L’Italia e l’Europa rigurgitano di persone adulte, benestanti e un po’ narcisiste che per fare bella figura e sentirsi membri della “parte del bene”, si riempiono la bocca di grandi e nobili principi (condivisi da tutti) e, in loro nome, promuovono per ogni problema e di continuo piccole e grandi operazioni di spesa pubblica. “Intervenga lo stato” – dicono. “Tanto paga lo Stato” – pensano come se non dovesse pagare nessuno. Ma alla fine qualcuno paga. Chi?
Sono sempre pronti ad appoggiare gigantesche spese pubbliche in nome di grandi principi e promettendo facili vantaggi materiali e morali (ci mancherebbe), che – secondo loro- sarebbero “dietro l’angolo della nuova spesa”, ma che non arrivano mai.
Mostrano di pensare che lo Stato possa spendere e spandere all’infinito, ma non si chiedono mai chi alla fine pagherà il conto di quelle operazioni che chiamano (senza esserlo davvero) “keynesiane” (Keynes era una persona seria e raccomandava un equilibrio, nel medio periodo, dei conti pubblici).

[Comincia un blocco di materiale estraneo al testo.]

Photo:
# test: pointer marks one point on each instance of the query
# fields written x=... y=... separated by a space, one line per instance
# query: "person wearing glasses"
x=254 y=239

Si rendono così complici dei calcoli di quei politici irresponsabili che mirano solo a comprare facili consensi e voti di chi vota oggi (gli adulti, specie se benestanti e narcisisti) con soldi, risorse e possibilità dei ceti popolari e medi e soprattutto di di chi oggi non vota (i minori, inclusi i neonati, e le future generazioni). Sono soprattutto questi ultimi che pagheranno prima o poi il conto con tasse, declino economico, inflazione, recessione e possibilità frustrate e negate.
Il gioco – che per essere chiari è immorale, demagogico e anti-democratico- si ripete da tempo ed è stato ampiamente praticato, nel silenzio omertoso dei giornali e delle TV, sia da governi di centro-sinistra, sia di centro destra del passato ed è una delle cause del declino italiano ed europeo.
Ultimi esempi sono i giganteschi incentivi alla cosiddetta transizione verde e il superbonus del 110%. Ora il gioco si sta ripetendo con i progetti di riarmo che vengono giustificati con l’incombenza di una presunta minaccia russa alle porte.
In particolare in Italia vi ci si è abituati ed avvezzi al punto che tante persone, soprattutto benestanti e narcisiste, molti anche in buona fede, nemmeno si rendono conto della sua scelleratezza.